Oracle Database has a feature which allows it to query millions of rows in parallel while executing a join which has a big fanout. How important is it that a database server has a lot of intra-query concurrency? Does it still make a lot of sense to run an analytical query in parallel threads, on a single machine?
While at Percona Live, there was a lot of talk about the future of MySQL, and some even mentioned this as being part of the future.
The reason for intra-query parallelism has always been to fill up the pipeline to disk with lots of parallel queries. Indeed, this pipe is thick and long - and if used, it’d better produce a lot of data at once. Efficiency of CPU utilization is sacrificed to achieve efficiency of a rotating disk drive.

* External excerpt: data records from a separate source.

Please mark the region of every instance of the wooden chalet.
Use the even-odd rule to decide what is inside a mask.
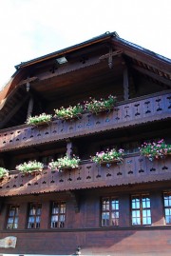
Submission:
[[[170,255],[171,155],[150,161],[140,148],[171,144],[171,60],[106,32],[15,68],[0,92],[0,254]],[[109,95],[108,110],[54,116]],[[26,123],[42,113],[51,122]],[[122,161],[92,161],[112,148]],[[49,168],[65,155],[79,167]],[[16,169],[33,160],[40,173]]]

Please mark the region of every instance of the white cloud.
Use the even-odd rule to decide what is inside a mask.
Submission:
[[[0,86],[20,62],[116,30],[171,57],[170,0],[0,0]]]

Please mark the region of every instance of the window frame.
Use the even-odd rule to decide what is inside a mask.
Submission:
[[[13,216],[10,216],[10,208],[11,207],[15,207],[14,209],[14,215]],[[18,215],[17,215],[17,209],[18,208]],[[8,212],[7,212],[7,221],[6,221],[6,229],[18,229],[18,224],[19,224],[19,208],[20,208],[20,206],[18,204],[11,204],[11,205],[9,205],[8,206]],[[9,223],[9,219],[12,219],[12,227],[8,227],[8,224]],[[17,223],[15,222],[16,218],[18,218],[18,221]],[[17,227],[14,227],[14,224],[17,224]]]
[[[60,206],[59,207],[59,212],[56,212],[56,213],[52,213],[53,211],[53,205],[56,204],[57,206]],[[61,212],[61,209],[62,209],[62,205],[65,205],[65,207],[64,207],[64,212]],[[58,219],[58,222],[57,222],[57,226],[52,226],[52,217],[53,216],[57,216],[57,219]],[[64,225],[63,226],[61,226],[61,223],[62,221],[60,221],[60,217],[63,216],[64,218]],[[58,228],[65,228],[65,226],[66,226],[66,200],[55,200],[55,201],[52,201],[51,204],[50,204],[50,219],[49,219],[49,228],[50,229],[58,229]]]
[[[165,204],[164,204],[164,203],[165,203],[165,200],[164,200],[164,194],[170,194],[170,196],[171,196],[171,191],[163,191],[163,192],[162,192],[162,204],[163,204],[164,224],[165,224],[166,226],[169,226],[169,225],[171,225],[171,222],[170,222],[170,223],[167,223],[167,222],[166,222],[165,209],[170,209],[170,212],[171,212],[171,205],[168,206],[168,207],[165,207]],[[168,215],[168,216],[170,216],[169,218],[171,219],[171,214]]]
[[[103,201],[104,199],[108,199],[109,200],[109,209],[108,210],[103,210]],[[118,208],[117,209],[112,209],[112,200],[114,201],[118,201],[117,204],[115,205],[118,205]],[[109,213],[109,225],[103,225],[103,213],[106,213],[108,212]],[[117,225],[112,225],[112,213],[118,213],[118,218],[115,218],[115,222],[117,223]],[[110,196],[103,196],[101,197],[101,218],[100,218],[100,222],[101,222],[101,226],[102,227],[117,227],[119,226],[120,225],[120,200],[119,200],[119,197],[118,196],[113,196],[113,195],[110,195]]]
[[[35,214],[30,214],[30,210],[31,210],[31,206],[36,206],[35,207]],[[38,206],[41,206],[41,207],[39,208]],[[37,214],[37,210],[40,209],[40,214],[38,213]],[[41,226],[41,215],[42,215],[42,203],[40,202],[31,202],[31,203],[28,203],[28,222],[27,222],[27,229],[40,229],[40,226]],[[29,225],[29,218],[33,217],[34,218],[34,222],[33,222],[33,227],[28,227],[28,225]],[[36,219],[37,217],[39,217],[39,226],[36,226],[37,225],[37,222],[36,222]]]
[[[147,196],[149,198],[149,204],[150,204],[150,207],[142,207],[142,198],[143,198],[143,196]],[[139,199],[140,199],[140,202],[139,202],[140,207],[135,207],[135,208],[132,207],[132,199],[133,199],[133,197],[135,197],[135,198],[136,197],[139,197]],[[151,212],[151,199],[150,199],[150,194],[149,193],[146,193],[146,192],[141,193],[141,194],[132,194],[130,201],[131,201],[130,202],[131,226],[152,226],[152,214],[151,214],[152,212]],[[140,210],[140,224],[133,225],[133,210],[135,210],[135,211]],[[142,214],[143,210],[150,210],[150,216],[147,216],[146,215],[146,219],[150,217],[150,224],[143,224],[143,218],[144,218],[143,217],[143,214]],[[135,218],[138,218],[138,217],[136,216]]]

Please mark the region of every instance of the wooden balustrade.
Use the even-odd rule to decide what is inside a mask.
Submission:
[[[104,130],[153,122],[171,117],[171,93],[120,103],[111,111],[84,113],[79,120],[54,120],[40,127],[12,128],[1,131],[0,151],[83,136]]]
[[[0,183],[1,196],[64,191],[91,187],[115,187],[171,179],[171,156],[149,161],[139,154],[124,158],[123,163],[97,166],[82,163],[71,170],[45,168],[38,175],[25,176],[11,171],[9,178]]]

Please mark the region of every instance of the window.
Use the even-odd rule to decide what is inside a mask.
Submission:
[[[42,204],[32,203],[29,205],[28,228],[39,228],[41,219]]]
[[[119,200],[117,198],[102,199],[102,226],[119,226]]]
[[[18,228],[18,206],[10,206],[8,221],[7,221],[7,228]]]
[[[53,202],[51,207],[51,223],[50,227],[64,227],[66,215],[66,203]]]
[[[150,198],[148,194],[132,196],[132,225],[151,225]]]
[[[165,223],[171,224],[171,192],[163,193]]]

Yet in DaaS world this all fails to make sense to me. In a cloud, one execution unit is not one CPU, but one instance, and one database instance equals to a cluster of virtual machines. Map/Reduce was only the first sign of the change - it is stupid, indeed, but network is faster than disk, and if a query needs to inspect a million of rows, they’d better be on thousands of disks, not on a single one.
It’s funny how MySQL technology is steadily pulled up-market. I haven’t seen a single project use MySQL Stored Procedures, which were created for SAP R/3 integration, in applications they were created for. Perhaps, when parallel query in MySQL is ready, it also will be used for something completely different.
Meanwhile, I think the task of coming up with an efficient join algorithm to run across sharded data is more in line with the way hardware is going to look like in the future. Sharding is done best when not done at all. But so is concurrency.